The agency also said it will unfreeze staffing level ratings to implement a previously announced new staffing level case-mix adjustment methodology, and tweak the way it calculates nursing home staffing turnover. 

All of the changes will become live July 31, according to a CMS policy memo sent to state survey agency directors Monday.

Officials said they are posting more characteristics of nursing homes and their residents at data.cms.gov in a bid for greater transparency. That ownership data comes from the CMS-671 form, which includes survey and resident assessment data collected through the MDS.

The ownership information posted to the consumer-facing website will include things like the type of services a facility provides, (such as dedicated special care units and organized residents’ groups), type of ownership details (nonprofit, government-owned, multi-facility owned or leased) and resident census. 

Currently, aggregate MDS health data is reported at the state and national level for each MDS question. By the end of the month, however, CMS will start posting it at the facility level as well.

Last September, CMS announced an update to the staffing level case-mix adjustment methodology used to calculate staffing star ratings on Nursing Home Care Compare. It froze staffing measures in April to help facilitate the transition to the new case-mix methodology. 

“While CMS will maintain the same overall distribution of points for staffing measures, it is still possible for a facility’s staffing star rating to change,” CMS noted in its memo Monday.

To “minimize the potential disruption associated with the implementation of the new case-mix adjustment methodology,” starting July 31, CMS will revise the staffing rating thresholds to maintain the same overall distribution of points for affected staffing measures.

More information about the new methodology is provided in the Nursing Home Care Compare Five Star Technical Users’ Guide

The agency said facility staffing ratings could be different due to various reasons, including: 

• The updated staffing level case-mix adjustment methodology

• Changes in the number of staffing hours reported by facilities from one quarter to the next

• Updates to the staffing turnover methodology (noted below)

In April, CMS froze three staffing level measures:

• Adjusted RN Staffing (hours per resident per day) 

• Adjusted Total Nurse Staffing (hours per resident per day) 

• Adjusted Total Nurse Staffing on weekends (hours per resident per day) 

In addition to updating the staffing level case-mix adjustment methodology, CMS also is revising the risk adjustment methodology for the claims-based quality measures to incorporate the most recent data available. 

“The availability of this information aligns with our commitment to transparency and could incentivize facilities to enhance their quality standards.
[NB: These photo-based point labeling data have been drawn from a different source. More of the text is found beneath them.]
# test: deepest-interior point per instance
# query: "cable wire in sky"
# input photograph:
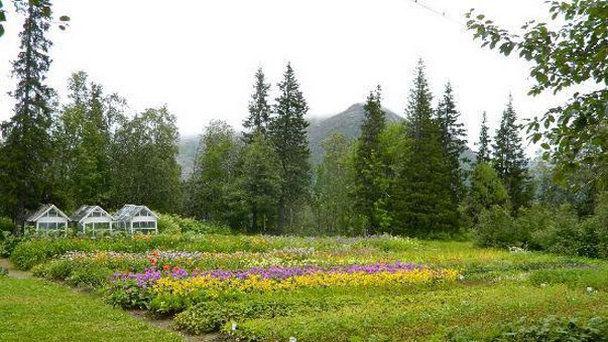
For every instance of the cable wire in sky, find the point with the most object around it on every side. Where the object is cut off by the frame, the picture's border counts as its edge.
(440, 13)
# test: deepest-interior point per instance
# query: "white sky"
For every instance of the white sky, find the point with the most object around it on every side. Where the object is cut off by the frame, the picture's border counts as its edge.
(199, 57)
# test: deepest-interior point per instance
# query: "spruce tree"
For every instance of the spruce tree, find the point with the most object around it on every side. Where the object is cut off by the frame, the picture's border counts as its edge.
(423, 203)
(259, 109)
(27, 150)
(510, 160)
(483, 155)
(260, 180)
(453, 139)
(288, 135)
(369, 192)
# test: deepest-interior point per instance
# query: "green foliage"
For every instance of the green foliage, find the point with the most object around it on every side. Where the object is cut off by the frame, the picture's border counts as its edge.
(144, 161)
(423, 201)
(486, 191)
(584, 279)
(260, 180)
(175, 224)
(483, 154)
(453, 139)
(509, 159)
(570, 53)
(81, 317)
(215, 194)
(8, 242)
(259, 109)
(129, 296)
(496, 227)
(6, 225)
(83, 138)
(210, 316)
(370, 185)
(287, 132)
(27, 146)
(555, 329)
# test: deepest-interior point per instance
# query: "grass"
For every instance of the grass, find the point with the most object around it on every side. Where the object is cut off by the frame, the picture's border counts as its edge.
(35, 310)
(497, 288)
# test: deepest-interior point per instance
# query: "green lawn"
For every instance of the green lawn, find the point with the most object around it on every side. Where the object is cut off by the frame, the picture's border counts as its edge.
(36, 310)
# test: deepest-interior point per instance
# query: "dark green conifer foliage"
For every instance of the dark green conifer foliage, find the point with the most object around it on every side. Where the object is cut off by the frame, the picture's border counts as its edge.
(424, 204)
(27, 150)
(483, 155)
(369, 193)
(453, 138)
(260, 181)
(509, 159)
(288, 135)
(259, 109)
(145, 168)
(83, 141)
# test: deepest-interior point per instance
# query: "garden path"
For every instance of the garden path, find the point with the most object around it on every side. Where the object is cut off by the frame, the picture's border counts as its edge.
(161, 323)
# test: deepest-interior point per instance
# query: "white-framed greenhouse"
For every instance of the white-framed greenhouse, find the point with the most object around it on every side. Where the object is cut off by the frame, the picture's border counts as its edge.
(48, 218)
(92, 219)
(136, 218)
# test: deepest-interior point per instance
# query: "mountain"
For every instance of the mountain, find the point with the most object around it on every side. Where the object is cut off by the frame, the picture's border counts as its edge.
(348, 123)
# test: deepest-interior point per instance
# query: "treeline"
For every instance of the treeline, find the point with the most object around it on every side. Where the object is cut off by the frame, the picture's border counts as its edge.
(408, 178)
(94, 153)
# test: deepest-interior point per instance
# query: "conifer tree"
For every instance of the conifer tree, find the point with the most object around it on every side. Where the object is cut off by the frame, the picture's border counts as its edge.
(27, 150)
(453, 139)
(288, 135)
(423, 197)
(260, 180)
(509, 159)
(483, 155)
(259, 109)
(369, 192)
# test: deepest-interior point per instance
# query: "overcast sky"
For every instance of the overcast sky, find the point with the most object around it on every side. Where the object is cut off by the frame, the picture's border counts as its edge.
(199, 57)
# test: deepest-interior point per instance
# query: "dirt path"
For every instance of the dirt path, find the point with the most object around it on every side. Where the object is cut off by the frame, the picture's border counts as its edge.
(12, 271)
(140, 315)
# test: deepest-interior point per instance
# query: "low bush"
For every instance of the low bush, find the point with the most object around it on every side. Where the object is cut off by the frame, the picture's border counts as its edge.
(8, 243)
(171, 224)
(556, 329)
(589, 279)
(210, 316)
(497, 228)
(38, 250)
(6, 225)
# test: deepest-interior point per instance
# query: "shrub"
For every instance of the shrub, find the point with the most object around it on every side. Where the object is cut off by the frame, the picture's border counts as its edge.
(582, 279)
(8, 243)
(555, 329)
(168, 224)
(6, 225)
(172, 223)
(496, 227)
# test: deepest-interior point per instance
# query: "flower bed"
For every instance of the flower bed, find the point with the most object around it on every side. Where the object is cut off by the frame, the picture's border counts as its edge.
(171, 290)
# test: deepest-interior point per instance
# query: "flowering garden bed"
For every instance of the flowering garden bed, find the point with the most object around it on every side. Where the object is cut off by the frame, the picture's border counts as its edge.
(326, 289)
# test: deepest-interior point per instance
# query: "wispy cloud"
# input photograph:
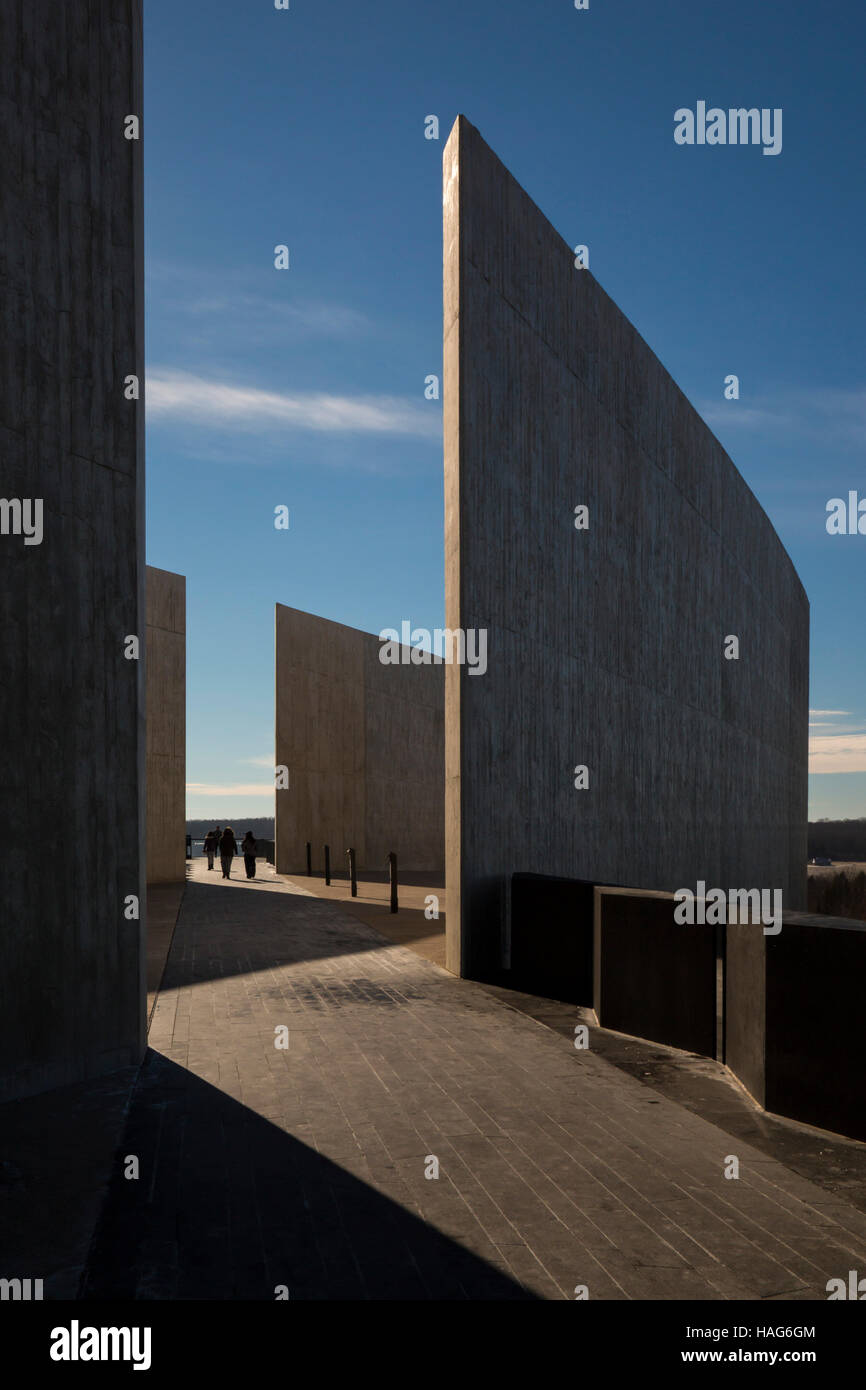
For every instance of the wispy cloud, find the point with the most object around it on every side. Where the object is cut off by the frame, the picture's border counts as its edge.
(833, 416)
(185, 398)
(230, 788)
(837, 752)
(202, 306)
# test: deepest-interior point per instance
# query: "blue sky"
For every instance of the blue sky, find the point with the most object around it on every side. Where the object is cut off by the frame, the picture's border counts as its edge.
(306, 387)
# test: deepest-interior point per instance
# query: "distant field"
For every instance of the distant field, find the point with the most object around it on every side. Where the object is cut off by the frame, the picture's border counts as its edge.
(850, 866)
(838, 890)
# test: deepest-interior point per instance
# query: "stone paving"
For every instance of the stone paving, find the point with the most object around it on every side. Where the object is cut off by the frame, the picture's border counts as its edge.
(303, 1169)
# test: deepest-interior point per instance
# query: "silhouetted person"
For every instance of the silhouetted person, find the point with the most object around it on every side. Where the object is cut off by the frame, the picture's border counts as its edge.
(248, 848)
(210, 847)
(228, 849)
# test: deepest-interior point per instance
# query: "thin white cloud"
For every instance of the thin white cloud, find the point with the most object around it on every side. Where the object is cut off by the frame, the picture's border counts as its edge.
(837, 752)
(829, 414)
(185, 398)
(230, 788)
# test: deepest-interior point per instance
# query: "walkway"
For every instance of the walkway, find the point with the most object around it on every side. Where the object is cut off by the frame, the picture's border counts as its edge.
(306, 1166)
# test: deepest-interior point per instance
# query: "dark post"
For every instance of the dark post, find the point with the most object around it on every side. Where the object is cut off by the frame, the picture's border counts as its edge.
(352, 872)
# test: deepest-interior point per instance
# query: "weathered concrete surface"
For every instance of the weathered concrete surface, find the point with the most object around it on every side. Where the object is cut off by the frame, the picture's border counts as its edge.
(363, 744)
(166, 726)
(72, 726)
(605, 647)
(802, 1014)
(654, 977)
(306, 1165)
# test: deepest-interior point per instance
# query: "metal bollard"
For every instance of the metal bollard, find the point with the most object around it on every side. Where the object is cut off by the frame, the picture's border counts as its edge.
(352, 873)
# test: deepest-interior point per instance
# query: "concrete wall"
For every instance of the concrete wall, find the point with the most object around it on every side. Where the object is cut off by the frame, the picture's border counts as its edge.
(605, 647)
(802, 1014)
(166, 726)
(655, 977)
(71, 736)
(364, 749)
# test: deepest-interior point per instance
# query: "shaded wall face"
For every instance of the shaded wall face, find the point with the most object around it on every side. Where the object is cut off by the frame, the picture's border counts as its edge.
(605, 645)
(166, 726)
(71, 752)
(363, 744)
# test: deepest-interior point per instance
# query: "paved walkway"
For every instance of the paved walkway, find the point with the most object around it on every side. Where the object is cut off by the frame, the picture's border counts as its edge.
(306, 1168)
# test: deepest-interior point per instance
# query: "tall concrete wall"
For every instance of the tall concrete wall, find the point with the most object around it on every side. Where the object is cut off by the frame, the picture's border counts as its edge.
(363, 744)
(71, 734)
(166, 726)
(605, 647)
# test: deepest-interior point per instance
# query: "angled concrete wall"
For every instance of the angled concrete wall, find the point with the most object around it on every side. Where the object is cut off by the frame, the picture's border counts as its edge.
(605, 647)
(71, 737)
(363, 744)
(166, 726)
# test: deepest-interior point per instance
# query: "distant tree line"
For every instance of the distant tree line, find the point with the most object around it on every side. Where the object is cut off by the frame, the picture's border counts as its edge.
(838, 894)
(838, 838)
(262, 826)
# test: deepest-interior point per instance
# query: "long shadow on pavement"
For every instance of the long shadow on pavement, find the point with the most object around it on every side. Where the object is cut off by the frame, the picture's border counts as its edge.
(228, 1207)
(237, 929)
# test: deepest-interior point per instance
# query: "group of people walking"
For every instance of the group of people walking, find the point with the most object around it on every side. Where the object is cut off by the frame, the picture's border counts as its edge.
(224, 844)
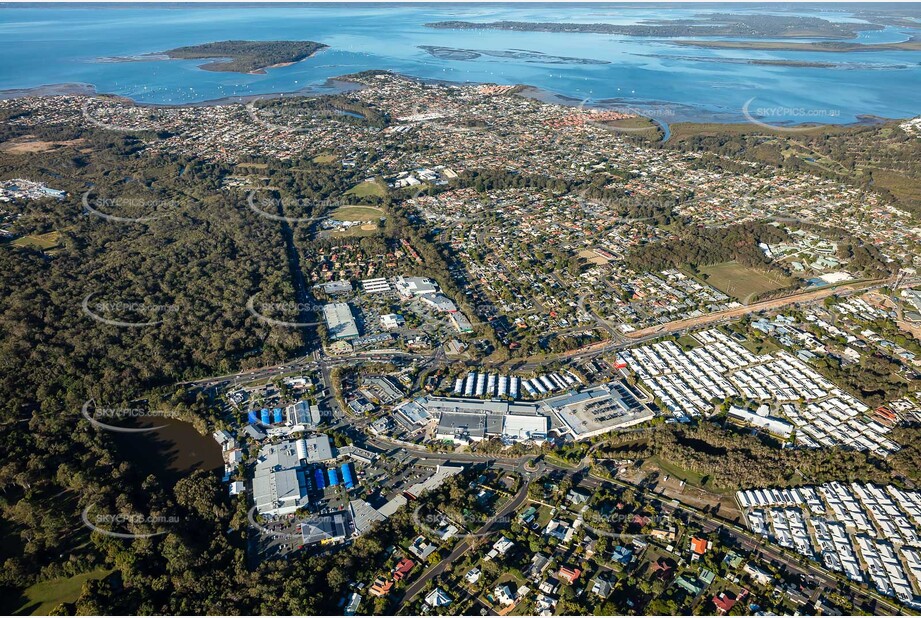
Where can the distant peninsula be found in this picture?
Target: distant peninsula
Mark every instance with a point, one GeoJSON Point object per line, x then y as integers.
{"type": "Point", "coordinates": [454, 53]}
{"type": "Point", "coordinates": [911, 44]}
{"type": "Point", "coordinates": [246, 56]}
{"type": "Point", "coordinates": [707, 24]}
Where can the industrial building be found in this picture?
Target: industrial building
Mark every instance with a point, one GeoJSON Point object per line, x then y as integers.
{"type": "Point", "coordinates": [301, 415]}
{"type": "Point", "coordinates": [762, 420]}
{"type": "Point", "coordinates": [281, 479]}
{"type": "Point", "coordinates": [466, 420]}
{"type": "Point", "coordinates": [340, 323]}
{"type": "Point", "coordinates": [392, 320]}
{"type": "Point", "coordinates": [409, 287]}
{"type": "Point", "coordinates": [330, 528]}
{"type": "Point", "coordinates": [599, 409]}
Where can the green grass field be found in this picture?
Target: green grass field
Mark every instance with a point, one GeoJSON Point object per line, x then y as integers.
{"type": "Point", "coordinates": [357, 213]}
{"type": "Point", "coordinates": [43, 597]}
{"type": "Point", "coordinates": [741, 281]}
{"type": "Point", "coordinates": [46, 241]}
{"type": "Point", "coordinates": [324, 159]}
{"type": "Point", "coordinates": [368, 189]}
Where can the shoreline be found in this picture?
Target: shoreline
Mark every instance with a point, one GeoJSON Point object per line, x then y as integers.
{"type": "Point", "coordinates": [683, 113]}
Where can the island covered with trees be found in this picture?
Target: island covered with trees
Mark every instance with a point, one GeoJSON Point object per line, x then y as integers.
{"type": "Point", "coordinates": [709, 24]}
{"type": "Point", "coordinates": [247, 56]}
This is the first time this data has been released,” said the surveyor memo sent by Karen L. Tritz, director of CMS’s Survey & Operations Group, and David R. Wright, director of the agency’s  Quality, Safety & Oversight Group.

They said operators and other stakeholders can send recommendations on how the data could be best structured to support their efforts to [email protected]

The staffing turnover tweak apparently corrected an oversight. Currently, employees on leave for 60 days or more are counted as departeds in the quality measure for nurse and administrator staffing turnover. To accommodate maternity and paternity leaves that could last longer, such as the allowed 12 weeks under the Family and Medical Leave Act’s (FMLA), regulators have pushed the 60-day ceiling to 90 days.

The new consumer guides will highlight minimum health and safety expectations in “consumer-friendly” terms, emphasize residents’ rights and make the information posted on Care Compare easier to interpret, officials said.